Stafford practiced at center earlier this week, then started Thursday’s 6-3 loss in Minnesota there.

The nine-year veteran lasted just a couple of shifts.

“I think it was the right intent, but (he) found it a little bit more difficult than just assuming you’d like to do it,” Nolan said after the Sabres prepared for tonight’s game against the Toronto Maple Leafs.

Stafford, the Sabres’ leading scorer, shifted back to right wing. Nolan, meanwhile, went back to the drawing board.

The futility has forced Nolan and his staff to constantly switch lines, duos and even change some positions. So far, most attempts have yielded little or nothing.

The Sabres, losers of four straight contests, are an NHL-worst 3-13-2. Counting two scores awarded for two shootout wins, they’ve scored 24 goals and allowed 66, meaning they have a stunning minus-42 goal differential. No one else is below minus-17!

“You keep searching, you keep looking and hopefully you find that good combination,” Nolan said.

Nolan believes he found one combination, the trio of Matt Moulson, center Zemgus Girgensons and Tyler Ennis, whose five goals lead the Sabres.

“Looks like we got a great mix there,” Nolan said.

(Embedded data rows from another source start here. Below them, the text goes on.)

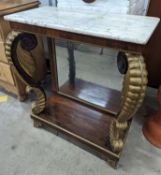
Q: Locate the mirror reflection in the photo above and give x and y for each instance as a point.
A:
(89, 73)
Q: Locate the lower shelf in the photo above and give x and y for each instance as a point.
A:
(81, 122)
(95, 95)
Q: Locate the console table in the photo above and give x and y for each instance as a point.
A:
(103, 127)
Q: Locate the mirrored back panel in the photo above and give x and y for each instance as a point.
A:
(89, 74)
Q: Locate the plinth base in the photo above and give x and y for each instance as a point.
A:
(80, 122)
(152, 131)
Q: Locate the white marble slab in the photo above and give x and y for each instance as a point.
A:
(129, 28)
(109, 6)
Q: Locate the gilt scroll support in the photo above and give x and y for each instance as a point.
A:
(27, 42)
(133, 93)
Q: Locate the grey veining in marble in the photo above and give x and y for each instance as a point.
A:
(128, 28)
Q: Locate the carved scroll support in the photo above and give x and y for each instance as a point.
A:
(27, 42)
(134, 87)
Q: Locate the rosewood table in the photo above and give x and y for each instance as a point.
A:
(103, 128)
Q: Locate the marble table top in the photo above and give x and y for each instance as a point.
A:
(128, 28)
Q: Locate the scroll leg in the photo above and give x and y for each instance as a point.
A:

Of course, to create that line, Nolan put Ennis, his No. 1 center since the winter, back on the wing, where he started his NHL career.

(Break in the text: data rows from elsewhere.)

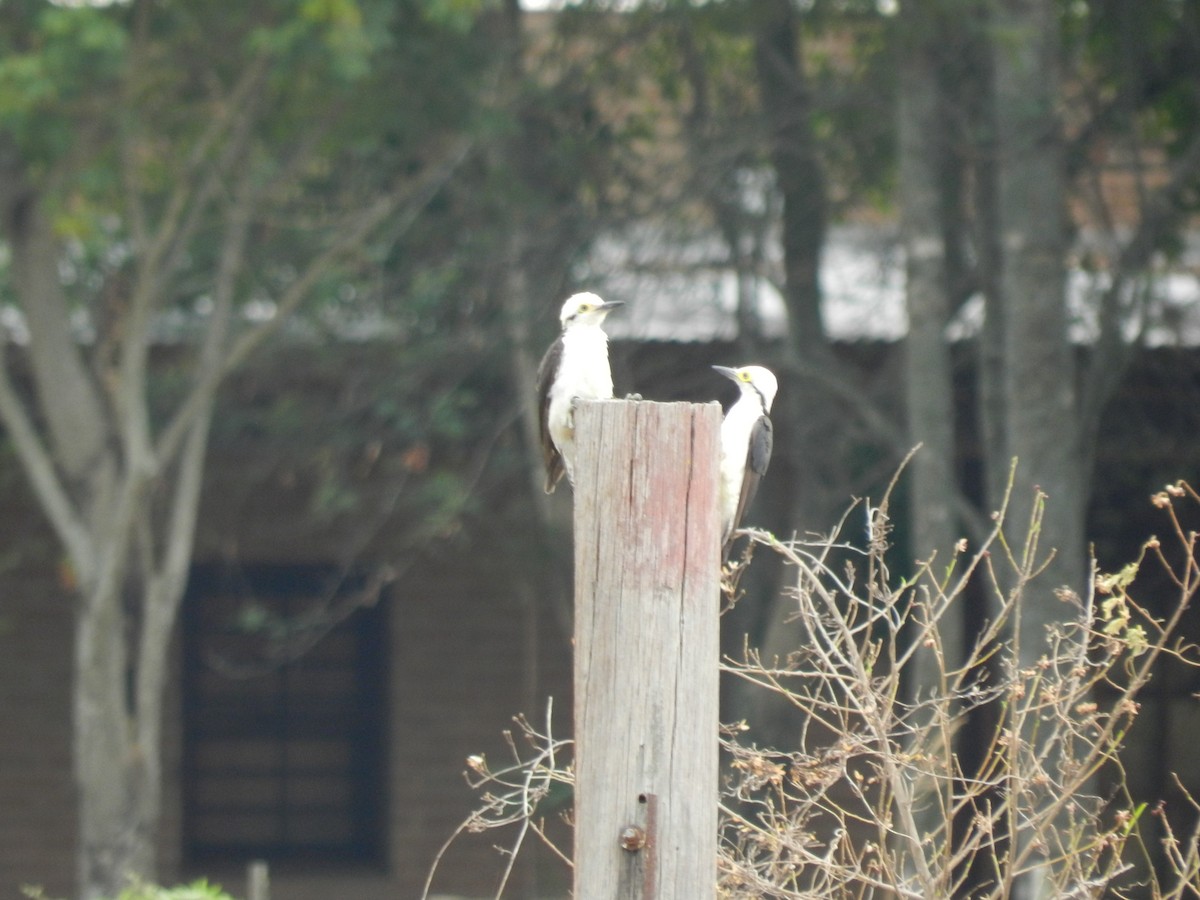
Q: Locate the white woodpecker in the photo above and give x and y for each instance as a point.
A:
(745, 445)
(575, 367)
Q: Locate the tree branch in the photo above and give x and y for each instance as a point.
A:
(39, 466)
(412, 198)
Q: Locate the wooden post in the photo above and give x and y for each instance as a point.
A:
(647, 600)
(258, 885)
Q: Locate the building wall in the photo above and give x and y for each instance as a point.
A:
(37, 840)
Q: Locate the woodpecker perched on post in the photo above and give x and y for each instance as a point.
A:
(575, 366)
(745, 445)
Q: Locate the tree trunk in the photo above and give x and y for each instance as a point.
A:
(1041, 412)
(118, 793)
(928, 375)
(1041, 407)
(804, 495)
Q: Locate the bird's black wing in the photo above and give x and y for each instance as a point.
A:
(550, 455)
(757, 459)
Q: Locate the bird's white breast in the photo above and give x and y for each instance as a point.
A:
(582, 372)
(736, 430)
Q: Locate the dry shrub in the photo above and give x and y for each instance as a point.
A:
(913, 777)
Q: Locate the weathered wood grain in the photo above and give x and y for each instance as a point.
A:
(647, 569)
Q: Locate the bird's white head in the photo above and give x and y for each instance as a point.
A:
(586, 309)
(754, 379)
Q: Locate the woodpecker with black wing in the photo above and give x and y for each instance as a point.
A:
(745, 445)
(575, 367)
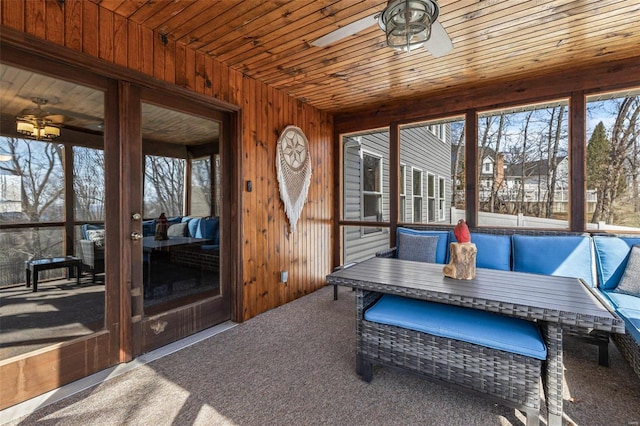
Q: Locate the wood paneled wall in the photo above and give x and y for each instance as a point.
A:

“No coach in their right mind would be keeping the same lines with three wins,” Sabres center Torrey Mitchell said.

Sabres captain Brian Gionta, who’s still goalless, added: “He’s trying to find something that fits and works. At times, you get a line going and it works good, but then he tries to spread it out to try to get a few more going. So it’s trying to find that depth.”

Nolan said he wants to identify his top nine forwards. In addition to the No. 1 line, he also likes the trio of Mitchell, Gionta and Brian Flynn.

The other two lines are works in progress.

Nolan mixed up more lines Friday, putting Stafford with center Cody McCormick and Nick Deslauriers. Marcus Foligno, who will return from a shoulder injury tonight, skated on the left wing beside center Cody Hodgson and Chris Stewart. Patrick Kaleta also skated on that line and subbed for Ennis, who’s a little banged up.

Nolan wouldn’t say who would be scratched for Foligno, but his patience is clearly wearing thin with Hodgson and Stewart.

Both players have one goal and two points. Hodgson skated a season-low seven minutes, 53 seconds Thursday; Stewart played a season-low eight minutes, 31 seconds.

“The response is not what I expected,” said Nolan, who didn’t specifically name Hodgson and Stewart. “I expected a little bit more frustration, a little bit more anger. It’s like we’re just OK with it, and we can’t be OK with it. You got to want it.

“I guess that’s the biggest thing, we talked to our captains today, we had a good video session. One thing about pictures and video, they don’t lie.”

While the Sabres played terrible defensively Thursday, they scored three times for only the second time all season. Remember, six players on the roster have at least two 20-goal seasons on their resume.

“We have it,” Gionta said about the scoring. “It’s not a matter of bearing down more, it’s … how we play the game that doesn’t allow us to create enough chances, and that’s why scoring is down. We spend a lot of time in our D-zone. We don’t come around our own end clean so we’re coming through the neutral zone with speed, back off their D. We chase the puck a lot throughout the game.

“So when you don’t have that time to set plays up or get sustained pressure, so that’s why goals are down.”